MANY YEARS AGO, one of my first assignments for FORZA was to organize a road test of four Ferrari 2+2s. [That would be “Four For the Road,” way back in our October 2004 issue, but Miliano was already a longtime contributor by that time; his first story appeared in FORZA #4, the Winter 1996 issue!—Ed.] The memory has never left me, so I was excited to renew that acquaintance when Becker offered me the keys to his car.
The V12 sparks to life easily then quickly settles to a soft murmur at idle. A smooth snick into first gear and we’re off. Becker’s work on the suspension has clearly paid dividends, since every winter-weather-fresh bump of the lumpy Garden State roads are absorbed without drama. The steering is surprisingly direct and linear—not something that’s always true on older Ferraris in my experience—and then there’s that V12. Enzo Ferrari famously said that aerodynamics are for people who can’t build engines, and this strong, smooth-running motor would definitely make Il Commendatore proud.

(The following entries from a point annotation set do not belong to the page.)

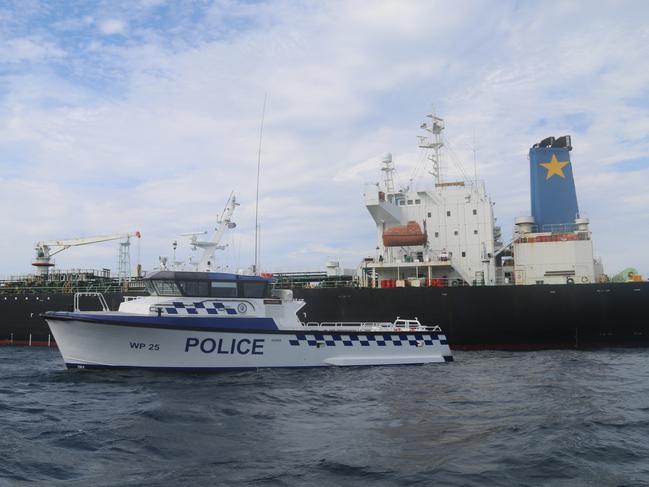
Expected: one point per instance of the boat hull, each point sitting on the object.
(485, 317)
(86, 344)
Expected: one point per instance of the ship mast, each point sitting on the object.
(434, 143)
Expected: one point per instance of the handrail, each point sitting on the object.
(99, 296)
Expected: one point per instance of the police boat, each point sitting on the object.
(217, 321)
(206, 320)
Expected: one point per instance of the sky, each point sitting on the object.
(118, 116)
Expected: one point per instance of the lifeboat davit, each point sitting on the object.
(404, 236)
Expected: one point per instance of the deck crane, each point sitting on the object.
(45, 252)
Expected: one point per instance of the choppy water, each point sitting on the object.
(490, 418)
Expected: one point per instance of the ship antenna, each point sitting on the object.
(261, 131)
(475, 159)
(435, 142)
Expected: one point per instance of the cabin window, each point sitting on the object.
(198, 289)
(150, 287)
(223, 289)
(166, 288)
(253, 289)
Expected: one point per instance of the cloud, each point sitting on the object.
(150, 117)
(111, 27)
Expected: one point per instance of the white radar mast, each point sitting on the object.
(388, 168)
(434, 143)
(206, 263)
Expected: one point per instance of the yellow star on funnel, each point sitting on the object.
(554, 167)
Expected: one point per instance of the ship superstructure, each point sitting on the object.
(445, 235)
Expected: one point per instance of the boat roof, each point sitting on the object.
(203, 276)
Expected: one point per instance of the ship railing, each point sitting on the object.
(348, 324)
(99, 296)
(368, 325)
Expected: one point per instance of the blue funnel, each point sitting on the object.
(554, 199)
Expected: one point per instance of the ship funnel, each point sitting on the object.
(554, 199)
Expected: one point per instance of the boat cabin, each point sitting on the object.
(206, 285)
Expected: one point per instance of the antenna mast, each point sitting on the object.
(435, 143)
(261, 131)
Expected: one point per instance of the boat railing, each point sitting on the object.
(369, 326)
(99, 296)
(348, 324)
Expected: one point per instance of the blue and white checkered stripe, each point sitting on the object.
(360, 340)
(202, 308)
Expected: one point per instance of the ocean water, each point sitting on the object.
(564, 418)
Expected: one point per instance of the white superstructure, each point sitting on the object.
(446, 235)
(457, 237)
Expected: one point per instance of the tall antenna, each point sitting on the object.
(475, 159)
(435, 127)
(261, 131)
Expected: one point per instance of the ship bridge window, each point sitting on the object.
(223, 289)
(165, 287)
(199, 289)
(253, 289)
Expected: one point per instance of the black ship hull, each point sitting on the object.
(499, 317)
(20, 321)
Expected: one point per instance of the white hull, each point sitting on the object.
(97, 345)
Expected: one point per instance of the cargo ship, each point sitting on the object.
(440, 255)
(440, 258)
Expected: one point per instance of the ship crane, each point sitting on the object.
(47, 249)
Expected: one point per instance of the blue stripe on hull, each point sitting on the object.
(228, 369)
(169, 322)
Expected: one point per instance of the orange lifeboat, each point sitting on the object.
(404, 236)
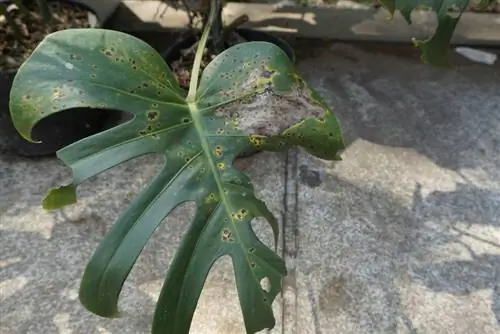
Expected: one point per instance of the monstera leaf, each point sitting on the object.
(249, 98)
(434, 50)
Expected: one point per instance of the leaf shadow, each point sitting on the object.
(379, 245)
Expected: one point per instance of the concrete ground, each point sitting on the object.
(402, 236)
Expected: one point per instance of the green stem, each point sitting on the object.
(217, 29)
(195, 71)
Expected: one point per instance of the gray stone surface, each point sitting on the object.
(402, 236)
(42, 255)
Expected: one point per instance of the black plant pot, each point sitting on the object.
(173, 53)
(61, 129)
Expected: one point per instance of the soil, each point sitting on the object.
(14, 50)
(182, 67)
(472, 7)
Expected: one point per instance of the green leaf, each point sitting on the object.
(434, 50)
(249, 98)
(60, 197)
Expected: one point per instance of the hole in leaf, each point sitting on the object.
(265, 284)
(263, 231)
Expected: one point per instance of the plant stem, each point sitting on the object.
(195, 71)
(217, 29)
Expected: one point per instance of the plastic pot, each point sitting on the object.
(61, 129)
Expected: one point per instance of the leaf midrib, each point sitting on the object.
(198, 123)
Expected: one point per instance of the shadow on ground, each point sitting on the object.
(399, 253)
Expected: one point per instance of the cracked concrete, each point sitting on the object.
(402, 236)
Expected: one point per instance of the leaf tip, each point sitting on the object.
(59, 197)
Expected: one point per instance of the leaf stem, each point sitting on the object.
(195, 71)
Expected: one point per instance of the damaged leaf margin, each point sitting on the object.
(269, 102)
(199, 140)
(434, 50)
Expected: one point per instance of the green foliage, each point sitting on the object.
(199, 139)
(434, 50)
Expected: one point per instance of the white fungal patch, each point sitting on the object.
(269, 114)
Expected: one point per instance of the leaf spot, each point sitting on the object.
(152, 115)
(226, 234)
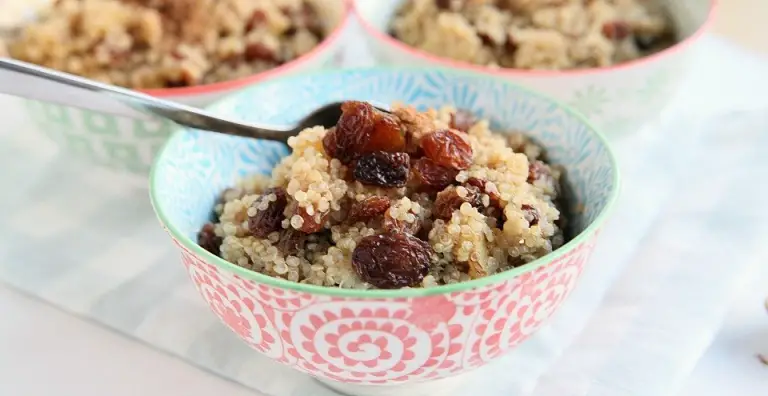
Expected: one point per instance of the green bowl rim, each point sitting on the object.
(395, 293)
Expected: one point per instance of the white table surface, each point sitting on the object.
(44, 351)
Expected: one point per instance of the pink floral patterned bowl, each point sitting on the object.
(369, 341)
(618, 99)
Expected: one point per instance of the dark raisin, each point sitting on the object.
(616, 30)
(531, 214)
(353, 131)
(449, 201)
(383, 169)
(486, 39)
(537, 170)
(208, 240)
(443, 4)
(391, 260)
(645, 42)
(269, 220)
(401, 226)
(368, 209)
(447, 148)
(462, 120)
(312, 223)
(257, 18)
(431, 176)
(495, 207)
(259, 51)
(388, 134)
(291, 241)
(510, 47)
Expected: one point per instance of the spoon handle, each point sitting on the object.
(34, 82)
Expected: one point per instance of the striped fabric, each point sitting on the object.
(686, 232)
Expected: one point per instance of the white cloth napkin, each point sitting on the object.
(685, 233)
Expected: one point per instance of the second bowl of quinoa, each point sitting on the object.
(619, 62)
(392, 252)
(193, 52)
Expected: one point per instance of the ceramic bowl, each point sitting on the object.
(618, 99)
(130, 145)
(368, 342)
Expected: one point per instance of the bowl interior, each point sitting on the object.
(689, 16)
(195, 166)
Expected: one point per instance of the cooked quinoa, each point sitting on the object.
(535, 34)
(148, 44)
(313, 221)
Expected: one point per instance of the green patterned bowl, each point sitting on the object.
(617, 99)
(129, 145)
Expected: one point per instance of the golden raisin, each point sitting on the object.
(388, 135)
(353, 132)
(449, 200)
(310, 223)
(368, 209)
(447, 148)
(530, 214)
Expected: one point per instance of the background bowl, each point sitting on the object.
(130, 145)
(618, 99)
(392, 337)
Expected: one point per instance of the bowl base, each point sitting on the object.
(444, 386)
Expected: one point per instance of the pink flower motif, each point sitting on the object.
(429, 312)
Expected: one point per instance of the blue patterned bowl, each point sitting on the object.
(401, 337)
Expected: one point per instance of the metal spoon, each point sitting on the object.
(34, 82)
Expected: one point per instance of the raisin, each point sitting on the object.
(208, 240)
(511, 45)
(329, 142)
(259, 51)
(486, 39)
(537, 170)
(269, 220)
(443, 4)
(391, 261)
(401, 226)
(486, 188)
(368, 209)
(383, 169)
(432, 176)
(530, 214)
(353, 131)
(462, 120)
(447, 148)
(312, 222)
(449, 201)
(616, 30)
(257, 18)
(388, 134)
(645, 42)
(495, 208)
(291, 241)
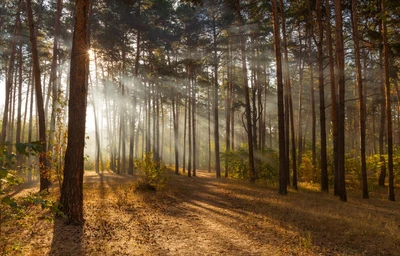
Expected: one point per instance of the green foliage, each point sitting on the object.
(307, 170)
(153, 171)
(266, 164)
(237, 162)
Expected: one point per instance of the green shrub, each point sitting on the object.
(153, 173)
(266, 163)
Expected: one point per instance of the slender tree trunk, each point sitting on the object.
(361, 97)
(382, 175)
(19, 121)
(194, 127)
(333, 94)
(9, 78)
(324, 161)
(341, 106)
(251, 167)
(215, 103)
(388, 107)
(43, 163)
(72, 189)
(176, 139)
(281, 115)
(313, 114)
(286, 86)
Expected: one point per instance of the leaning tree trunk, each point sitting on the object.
(72, 189)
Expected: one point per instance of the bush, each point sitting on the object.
(266, 163)
(154, 173)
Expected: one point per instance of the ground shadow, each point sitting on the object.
(67, 235)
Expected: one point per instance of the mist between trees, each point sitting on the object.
(277, 91)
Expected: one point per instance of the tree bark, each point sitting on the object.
(341, 107)
(388, 106)
(43, 163)
(281, 116)
(324, 161)
(72, 189)
(361, 97)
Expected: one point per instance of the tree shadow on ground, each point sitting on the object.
(67, 239)
(309, 220)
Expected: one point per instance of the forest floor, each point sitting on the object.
(207, 216)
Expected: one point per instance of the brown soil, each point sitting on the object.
(208, 216)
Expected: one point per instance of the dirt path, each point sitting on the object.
(207, 216)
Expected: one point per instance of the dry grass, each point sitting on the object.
(206, 216)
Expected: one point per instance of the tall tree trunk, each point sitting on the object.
(281, 115)
(333, 93)
(43, 163)
(324, 161)
(382, 126)
(194, 127)
(72, 189)
(341, 106)
(286, 86)
(10, 74)
(215, 103)
(388, 106)
(19, 121)
(313, 114)
(53, 82)
(361, 97)
(251, 166)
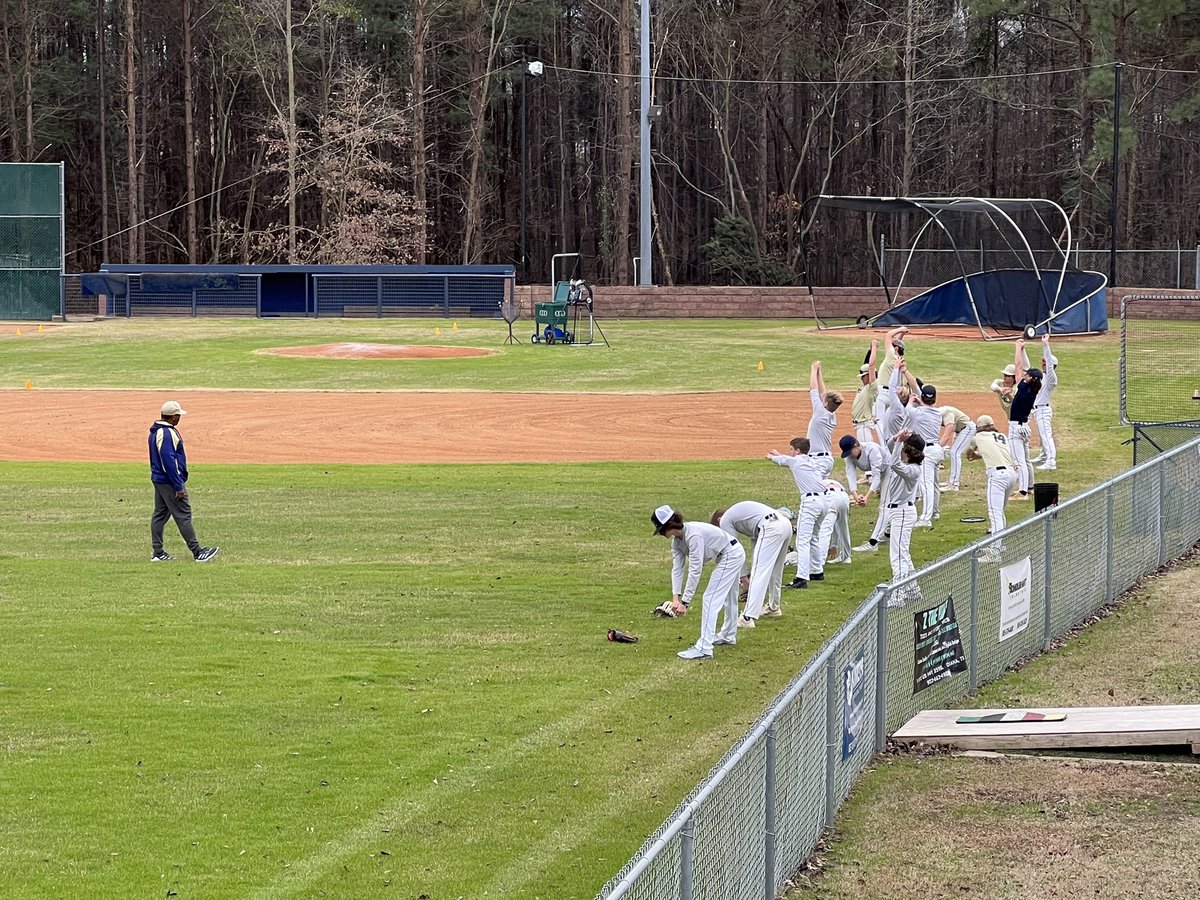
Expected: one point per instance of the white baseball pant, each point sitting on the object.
(901, 517)
(1001, 484)
(721, 595)
(767, 563)
(834, 525)
(1043, 415)
(1019, 447)
(813, 509)
(930, 493)
(958, 449)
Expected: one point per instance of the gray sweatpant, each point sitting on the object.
(167, 507)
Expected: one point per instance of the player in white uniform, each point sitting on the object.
(862, 411)
(769, 531)
(693, 544)
(869, 459)
(1043, 413)
(925, 420)
(957, 433)
(809, 475)
(991, 447)
(834, 527)
(904, 461)
(823, 421)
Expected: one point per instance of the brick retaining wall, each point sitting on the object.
(693, 301)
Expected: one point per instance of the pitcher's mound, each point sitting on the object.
(354, 349)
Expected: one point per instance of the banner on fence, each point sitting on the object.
(1014, 598)
(937, 646)
(853, 705)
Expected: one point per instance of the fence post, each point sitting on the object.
(1047, 591)
(881, 670)
(1109, 570)
(831, 737)
(973, 663)
(1162, 514)
(687, 859)
(768, 833)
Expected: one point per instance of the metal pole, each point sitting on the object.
(687, 859)
(881, 671)
(831, 738)
(525, 174)
(768, 837)
(643, 225)
(1109, 587)
(1047, 591)
(973, 661)
(1116, 173)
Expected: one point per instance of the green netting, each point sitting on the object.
(29, 294)
(30, 190)
(30, 243)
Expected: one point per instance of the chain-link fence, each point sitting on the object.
(915, 645)
(31, 222)
(1177, 268)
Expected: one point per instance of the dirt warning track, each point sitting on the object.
(421, 427)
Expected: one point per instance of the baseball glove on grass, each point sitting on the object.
(621, 636)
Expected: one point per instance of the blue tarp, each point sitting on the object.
(1009, 299)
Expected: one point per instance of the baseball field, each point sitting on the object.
(394, 679)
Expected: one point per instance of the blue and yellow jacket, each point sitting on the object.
(168, 462)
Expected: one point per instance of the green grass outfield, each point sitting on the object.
(394, 681)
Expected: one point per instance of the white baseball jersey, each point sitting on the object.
(821, 426)
(870, 462)
(807, 471)
(700, 543)
(744, 517)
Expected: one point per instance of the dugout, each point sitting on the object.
(312, 291)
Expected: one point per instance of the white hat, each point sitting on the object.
(660, 516)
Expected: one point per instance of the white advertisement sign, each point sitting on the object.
(1014, 598)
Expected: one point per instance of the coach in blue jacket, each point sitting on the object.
(168, 473)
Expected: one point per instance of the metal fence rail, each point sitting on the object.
(760, 813)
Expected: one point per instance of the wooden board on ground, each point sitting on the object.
(1080, 727)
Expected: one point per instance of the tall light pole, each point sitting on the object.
(646, 264)
(532, 70)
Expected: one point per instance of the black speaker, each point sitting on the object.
(1045, 493)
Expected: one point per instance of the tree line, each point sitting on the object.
(383, 131)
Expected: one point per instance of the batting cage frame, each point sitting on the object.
(1159, 381)
(33, 239)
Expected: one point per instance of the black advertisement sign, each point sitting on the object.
(937, 646)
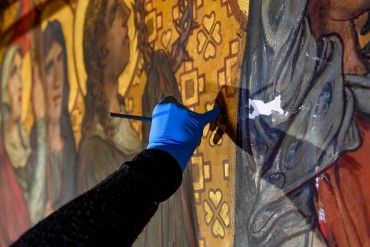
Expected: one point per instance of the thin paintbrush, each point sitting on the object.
(133, 117)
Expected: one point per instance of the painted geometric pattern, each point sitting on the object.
(213, 47)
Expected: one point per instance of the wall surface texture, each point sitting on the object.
(286, 163)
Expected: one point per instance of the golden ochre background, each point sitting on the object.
(215, 49)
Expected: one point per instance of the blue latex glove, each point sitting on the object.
(177, 130)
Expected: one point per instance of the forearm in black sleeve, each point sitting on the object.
(115, 211)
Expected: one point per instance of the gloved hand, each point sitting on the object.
(177, 130)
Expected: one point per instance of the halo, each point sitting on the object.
(60, 11)
(26, 73)
(128, 73)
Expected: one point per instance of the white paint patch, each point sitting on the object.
(258, 107)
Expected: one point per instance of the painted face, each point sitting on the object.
(54, 71)
(15, 87)
(117, 40)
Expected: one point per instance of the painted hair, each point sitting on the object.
(95, 50)
(53, 33)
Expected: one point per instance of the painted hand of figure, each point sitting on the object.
(227, 120)
(38, 97)
(177, 130)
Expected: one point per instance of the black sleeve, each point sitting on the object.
(115, 211)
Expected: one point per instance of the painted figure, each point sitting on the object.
(282, 153)
(14, 217)
(106, 143)
(29, 164)
(343, 190)
(61, 156)
(175, 222)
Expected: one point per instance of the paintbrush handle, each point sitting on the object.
(133, 117)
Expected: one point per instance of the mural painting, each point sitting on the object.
(284, 164)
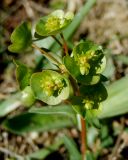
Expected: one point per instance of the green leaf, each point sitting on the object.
(23, 74)
(10, 104)
(50, 87)
(53, 23)
(78, 105)
(50, 110)
(71, 66)
(29, 122)
(117, 101)
(21, 38)
(43, 153)
(27, 96)
(89, 58)
(97, 92)
(73, 69)
(74, 154)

I’m not the only one who admires this Ferrari. Just before I submitted this story, I ran into Becker and his son at an FCA Regional concours in Pennsylvania. At the awards banquet, s/n 7091 received a Platinum award in the Preservation class.
That’s a fitting conclusion to this chapter in the lives of both owner and car. Becker gets philosophical when talking about the work he’s put into his Ferrari, which he drives at least once a week if there’s no snow or salt on the roads. “It’s like putting life back into the car,” he muses, “giving it another chance like my doctor did for me.”